We then went to the souks and believe me, you need to draw some cash before you enter. Preferably get smaller denominations at a bank so you can barter properly with the shop owners. And you will need to barter and do it properly. The first price they offer is usually too high and you’re expected to counter offer with a lower bid. You’ll meet in the middle with them.
I ended up getting a camel bag, scarves, tea sets and Moroccan glassware. It was a lot when I think about it but I believe I got a great deal on all of them; partly because I knew some French and I also because I wasn’t willing to take anything that was deemed too high. The souks sale all types of foods, spices, lots of tacky crap but also lots of authentic Moroccan things that you would never find anywhere else. Go in and take a lap before you commit in buying anything.
They will try to get you to buy anything. It’s polite to say no and keep walking or just the usual “just looking.” They won’t back down so you just keep moving along until something spots your eyes. They will also invite you into their stores but sometimes it’s not a good idea since they will try to keep you there as long as possible. It’s all part of the experience so there is no need to become flustered. Men usually get a better deal (sorry ladies) but that is just how the society operates.
Our group also experienced doing non touristy things like talking to a Moroccan classroom. I happened to be chosen to talk about dating rituals back in the States. Openly gay when I wondered what I would say if they asked me about my dating life back in the States. They actually did and I answered that I was gay, which some of them knew, and they didn’t respond horribly at all.

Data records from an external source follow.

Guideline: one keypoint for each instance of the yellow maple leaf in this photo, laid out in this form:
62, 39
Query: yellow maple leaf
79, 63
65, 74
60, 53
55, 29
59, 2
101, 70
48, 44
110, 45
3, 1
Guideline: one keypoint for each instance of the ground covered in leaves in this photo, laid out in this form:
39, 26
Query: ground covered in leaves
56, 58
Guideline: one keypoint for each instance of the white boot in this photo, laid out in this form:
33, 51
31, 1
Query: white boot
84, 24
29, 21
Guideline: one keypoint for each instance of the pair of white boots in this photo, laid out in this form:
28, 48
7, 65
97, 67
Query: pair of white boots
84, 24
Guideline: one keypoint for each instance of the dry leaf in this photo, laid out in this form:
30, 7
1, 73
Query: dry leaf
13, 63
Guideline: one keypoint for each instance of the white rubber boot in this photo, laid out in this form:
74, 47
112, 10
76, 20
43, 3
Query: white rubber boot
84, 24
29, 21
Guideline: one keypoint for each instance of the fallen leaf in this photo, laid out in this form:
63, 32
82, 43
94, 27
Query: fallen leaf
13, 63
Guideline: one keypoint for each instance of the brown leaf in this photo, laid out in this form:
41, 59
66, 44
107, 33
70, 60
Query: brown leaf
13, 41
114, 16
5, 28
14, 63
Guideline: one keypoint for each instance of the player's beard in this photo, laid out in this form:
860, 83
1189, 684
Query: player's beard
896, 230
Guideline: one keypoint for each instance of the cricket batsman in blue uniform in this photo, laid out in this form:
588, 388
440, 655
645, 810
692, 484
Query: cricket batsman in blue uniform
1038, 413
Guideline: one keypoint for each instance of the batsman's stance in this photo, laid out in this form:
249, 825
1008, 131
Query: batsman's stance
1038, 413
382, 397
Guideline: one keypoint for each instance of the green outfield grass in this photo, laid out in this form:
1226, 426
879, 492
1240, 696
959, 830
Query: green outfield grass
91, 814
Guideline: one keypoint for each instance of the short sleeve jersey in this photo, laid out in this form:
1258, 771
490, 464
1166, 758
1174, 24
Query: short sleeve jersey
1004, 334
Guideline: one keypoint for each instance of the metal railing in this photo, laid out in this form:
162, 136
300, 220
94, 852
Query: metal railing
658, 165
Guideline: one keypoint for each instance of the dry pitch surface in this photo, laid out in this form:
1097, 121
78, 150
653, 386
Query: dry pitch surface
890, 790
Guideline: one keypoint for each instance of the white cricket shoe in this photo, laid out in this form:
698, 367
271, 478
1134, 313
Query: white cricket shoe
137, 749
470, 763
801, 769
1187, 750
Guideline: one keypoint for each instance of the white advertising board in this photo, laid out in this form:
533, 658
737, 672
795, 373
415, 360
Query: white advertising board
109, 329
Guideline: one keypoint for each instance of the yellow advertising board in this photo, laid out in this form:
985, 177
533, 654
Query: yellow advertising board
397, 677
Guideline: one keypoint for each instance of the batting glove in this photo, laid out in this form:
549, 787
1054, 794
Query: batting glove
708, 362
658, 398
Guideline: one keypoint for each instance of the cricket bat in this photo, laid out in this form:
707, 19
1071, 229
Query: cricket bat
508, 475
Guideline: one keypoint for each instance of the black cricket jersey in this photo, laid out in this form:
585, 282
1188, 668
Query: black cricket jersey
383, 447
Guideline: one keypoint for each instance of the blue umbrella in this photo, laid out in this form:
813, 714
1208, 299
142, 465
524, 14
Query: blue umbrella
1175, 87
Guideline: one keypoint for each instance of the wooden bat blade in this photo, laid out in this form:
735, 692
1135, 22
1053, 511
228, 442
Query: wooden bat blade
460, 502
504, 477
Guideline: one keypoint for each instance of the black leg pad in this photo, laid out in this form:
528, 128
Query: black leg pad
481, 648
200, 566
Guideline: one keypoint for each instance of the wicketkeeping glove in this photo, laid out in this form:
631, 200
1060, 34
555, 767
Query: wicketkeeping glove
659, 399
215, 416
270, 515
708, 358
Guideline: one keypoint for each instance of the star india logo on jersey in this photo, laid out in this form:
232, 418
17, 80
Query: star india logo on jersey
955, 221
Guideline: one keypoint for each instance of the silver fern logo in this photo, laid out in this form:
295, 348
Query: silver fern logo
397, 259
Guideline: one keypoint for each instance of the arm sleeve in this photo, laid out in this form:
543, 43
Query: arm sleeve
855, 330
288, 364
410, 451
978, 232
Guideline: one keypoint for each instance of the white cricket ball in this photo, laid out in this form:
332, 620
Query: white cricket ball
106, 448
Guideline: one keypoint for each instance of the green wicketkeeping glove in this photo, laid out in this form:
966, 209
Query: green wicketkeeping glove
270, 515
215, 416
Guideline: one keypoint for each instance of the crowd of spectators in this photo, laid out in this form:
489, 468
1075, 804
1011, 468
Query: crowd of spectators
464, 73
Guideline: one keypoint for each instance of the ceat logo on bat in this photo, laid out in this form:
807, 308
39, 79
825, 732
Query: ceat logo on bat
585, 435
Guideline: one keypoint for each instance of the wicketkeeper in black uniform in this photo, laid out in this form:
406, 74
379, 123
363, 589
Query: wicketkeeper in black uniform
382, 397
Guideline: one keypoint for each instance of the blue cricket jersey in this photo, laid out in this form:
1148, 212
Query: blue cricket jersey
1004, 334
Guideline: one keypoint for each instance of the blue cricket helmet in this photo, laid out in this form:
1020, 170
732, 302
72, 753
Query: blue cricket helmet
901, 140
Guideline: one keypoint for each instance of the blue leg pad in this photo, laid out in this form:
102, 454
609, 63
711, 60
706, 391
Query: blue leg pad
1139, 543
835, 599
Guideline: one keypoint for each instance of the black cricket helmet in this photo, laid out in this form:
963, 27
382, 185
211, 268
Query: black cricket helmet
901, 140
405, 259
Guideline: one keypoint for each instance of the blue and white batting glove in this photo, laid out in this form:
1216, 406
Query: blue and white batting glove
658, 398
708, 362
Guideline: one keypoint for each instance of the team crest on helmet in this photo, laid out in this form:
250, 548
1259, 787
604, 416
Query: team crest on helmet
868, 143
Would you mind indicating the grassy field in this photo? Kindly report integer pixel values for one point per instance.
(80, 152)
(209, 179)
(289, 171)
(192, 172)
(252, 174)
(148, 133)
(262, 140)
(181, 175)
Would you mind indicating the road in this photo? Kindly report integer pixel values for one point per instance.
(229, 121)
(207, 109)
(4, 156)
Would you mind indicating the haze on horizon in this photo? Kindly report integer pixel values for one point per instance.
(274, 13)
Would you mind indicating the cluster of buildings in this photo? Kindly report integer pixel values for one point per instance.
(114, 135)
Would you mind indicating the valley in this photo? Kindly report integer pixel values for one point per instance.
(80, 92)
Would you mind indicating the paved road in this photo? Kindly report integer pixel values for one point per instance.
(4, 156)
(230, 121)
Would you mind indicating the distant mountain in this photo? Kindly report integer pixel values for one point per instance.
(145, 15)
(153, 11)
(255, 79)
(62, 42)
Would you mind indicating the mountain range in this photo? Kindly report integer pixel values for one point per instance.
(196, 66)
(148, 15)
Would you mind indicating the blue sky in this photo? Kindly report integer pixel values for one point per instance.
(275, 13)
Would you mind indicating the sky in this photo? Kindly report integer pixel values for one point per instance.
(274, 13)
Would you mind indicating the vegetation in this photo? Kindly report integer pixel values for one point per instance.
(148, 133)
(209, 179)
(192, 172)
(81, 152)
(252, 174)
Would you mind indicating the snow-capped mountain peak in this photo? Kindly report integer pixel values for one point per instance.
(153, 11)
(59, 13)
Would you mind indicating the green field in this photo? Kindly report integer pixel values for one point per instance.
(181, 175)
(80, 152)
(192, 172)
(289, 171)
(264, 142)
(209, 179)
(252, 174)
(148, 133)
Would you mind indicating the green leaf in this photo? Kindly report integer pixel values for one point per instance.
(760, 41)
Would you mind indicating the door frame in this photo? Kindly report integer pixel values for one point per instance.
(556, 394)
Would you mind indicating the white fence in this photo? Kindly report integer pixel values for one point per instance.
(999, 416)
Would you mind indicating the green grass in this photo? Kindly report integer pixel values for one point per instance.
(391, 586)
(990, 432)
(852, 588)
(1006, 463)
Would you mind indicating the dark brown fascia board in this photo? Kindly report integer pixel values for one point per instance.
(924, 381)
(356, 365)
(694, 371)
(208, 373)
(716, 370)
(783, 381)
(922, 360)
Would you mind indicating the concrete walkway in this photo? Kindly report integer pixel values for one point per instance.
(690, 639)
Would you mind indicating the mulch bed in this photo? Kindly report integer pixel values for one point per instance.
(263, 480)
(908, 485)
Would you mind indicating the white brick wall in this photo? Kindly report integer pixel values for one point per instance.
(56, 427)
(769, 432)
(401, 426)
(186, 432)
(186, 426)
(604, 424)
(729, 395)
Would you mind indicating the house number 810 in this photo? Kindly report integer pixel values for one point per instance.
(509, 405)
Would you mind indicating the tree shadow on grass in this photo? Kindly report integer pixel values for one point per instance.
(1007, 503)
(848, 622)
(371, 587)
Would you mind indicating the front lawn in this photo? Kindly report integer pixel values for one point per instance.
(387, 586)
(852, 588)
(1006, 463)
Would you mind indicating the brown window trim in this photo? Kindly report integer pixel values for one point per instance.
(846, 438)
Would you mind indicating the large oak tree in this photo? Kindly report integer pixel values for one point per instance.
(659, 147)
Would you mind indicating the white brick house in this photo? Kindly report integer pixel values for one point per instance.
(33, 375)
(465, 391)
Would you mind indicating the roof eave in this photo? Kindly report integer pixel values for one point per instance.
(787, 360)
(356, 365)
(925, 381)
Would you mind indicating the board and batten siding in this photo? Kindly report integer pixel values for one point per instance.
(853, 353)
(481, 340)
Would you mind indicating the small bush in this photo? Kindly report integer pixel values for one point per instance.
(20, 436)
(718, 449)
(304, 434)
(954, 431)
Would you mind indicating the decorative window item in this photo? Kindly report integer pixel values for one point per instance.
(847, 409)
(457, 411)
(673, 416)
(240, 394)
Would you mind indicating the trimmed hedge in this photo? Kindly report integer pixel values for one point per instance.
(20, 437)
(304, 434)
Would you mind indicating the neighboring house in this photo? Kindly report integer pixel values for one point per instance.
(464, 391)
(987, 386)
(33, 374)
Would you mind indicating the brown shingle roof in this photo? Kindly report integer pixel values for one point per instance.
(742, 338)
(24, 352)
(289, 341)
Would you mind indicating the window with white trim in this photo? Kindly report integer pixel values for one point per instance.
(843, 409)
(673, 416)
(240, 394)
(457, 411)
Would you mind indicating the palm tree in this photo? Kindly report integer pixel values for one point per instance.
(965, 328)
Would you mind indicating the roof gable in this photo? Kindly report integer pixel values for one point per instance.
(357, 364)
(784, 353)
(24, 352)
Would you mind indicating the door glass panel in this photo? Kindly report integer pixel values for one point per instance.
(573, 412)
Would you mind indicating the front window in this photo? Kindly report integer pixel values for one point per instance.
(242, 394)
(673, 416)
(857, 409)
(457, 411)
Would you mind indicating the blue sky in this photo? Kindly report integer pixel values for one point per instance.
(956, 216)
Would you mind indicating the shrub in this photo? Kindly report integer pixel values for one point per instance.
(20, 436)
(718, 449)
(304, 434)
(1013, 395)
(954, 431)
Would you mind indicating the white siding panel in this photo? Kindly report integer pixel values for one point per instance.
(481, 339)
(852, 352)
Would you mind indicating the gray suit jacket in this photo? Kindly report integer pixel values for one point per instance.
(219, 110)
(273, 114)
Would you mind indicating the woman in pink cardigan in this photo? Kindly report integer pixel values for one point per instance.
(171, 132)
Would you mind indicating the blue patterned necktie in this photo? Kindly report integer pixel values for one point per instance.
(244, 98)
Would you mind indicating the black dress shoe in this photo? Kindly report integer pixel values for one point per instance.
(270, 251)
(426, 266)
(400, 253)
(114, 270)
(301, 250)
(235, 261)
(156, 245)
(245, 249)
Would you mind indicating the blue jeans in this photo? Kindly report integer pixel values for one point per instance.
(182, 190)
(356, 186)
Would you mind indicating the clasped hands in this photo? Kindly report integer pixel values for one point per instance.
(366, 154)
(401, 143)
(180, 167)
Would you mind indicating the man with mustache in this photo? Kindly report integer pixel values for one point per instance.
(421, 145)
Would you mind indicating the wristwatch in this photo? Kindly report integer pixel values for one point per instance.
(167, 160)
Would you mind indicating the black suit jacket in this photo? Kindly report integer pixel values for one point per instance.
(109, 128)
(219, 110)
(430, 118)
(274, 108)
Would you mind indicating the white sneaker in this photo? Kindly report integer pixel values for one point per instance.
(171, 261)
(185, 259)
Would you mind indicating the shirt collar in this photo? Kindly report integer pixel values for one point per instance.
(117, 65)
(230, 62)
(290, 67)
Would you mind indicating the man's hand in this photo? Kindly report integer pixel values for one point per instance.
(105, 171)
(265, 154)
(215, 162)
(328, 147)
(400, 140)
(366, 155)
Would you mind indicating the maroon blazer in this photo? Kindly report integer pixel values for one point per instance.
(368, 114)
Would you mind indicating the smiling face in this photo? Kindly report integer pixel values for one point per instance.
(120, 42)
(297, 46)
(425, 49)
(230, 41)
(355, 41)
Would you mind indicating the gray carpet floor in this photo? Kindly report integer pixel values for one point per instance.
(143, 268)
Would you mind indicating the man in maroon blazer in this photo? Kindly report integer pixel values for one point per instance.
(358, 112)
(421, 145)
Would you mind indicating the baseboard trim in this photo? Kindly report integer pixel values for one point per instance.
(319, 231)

Perhaps some were surprised and I was surprised that they were even asking the question but most took it well. Morocco is a socially liberal for being a Muslim country but it’s sad to say that the majority don’t support gays and gay acts are still an offense. However I have heard that there is a visible gay minority in Marrakesh but they tread carefully. Morocco is somewhat hypocritical because the youth still date and break other Islāmic laws, yet homosexuality is deemed too sinful.
However, Morocco is a great travel destination that has just the right amount of exotic allure with the pleasantries of the western world. Its unexpected yet expected all at the same time. The people speak both Arabic and French, they are somewhat sexist and pushy yet one of the most liberal Muslim countries. The colors of Morocco are stunning which is reason enough to pack your backs. If you’re hesitating about traveling to Morocco, don’t. It’s a truly remarkable place and I can’t wait to discover more of its cities.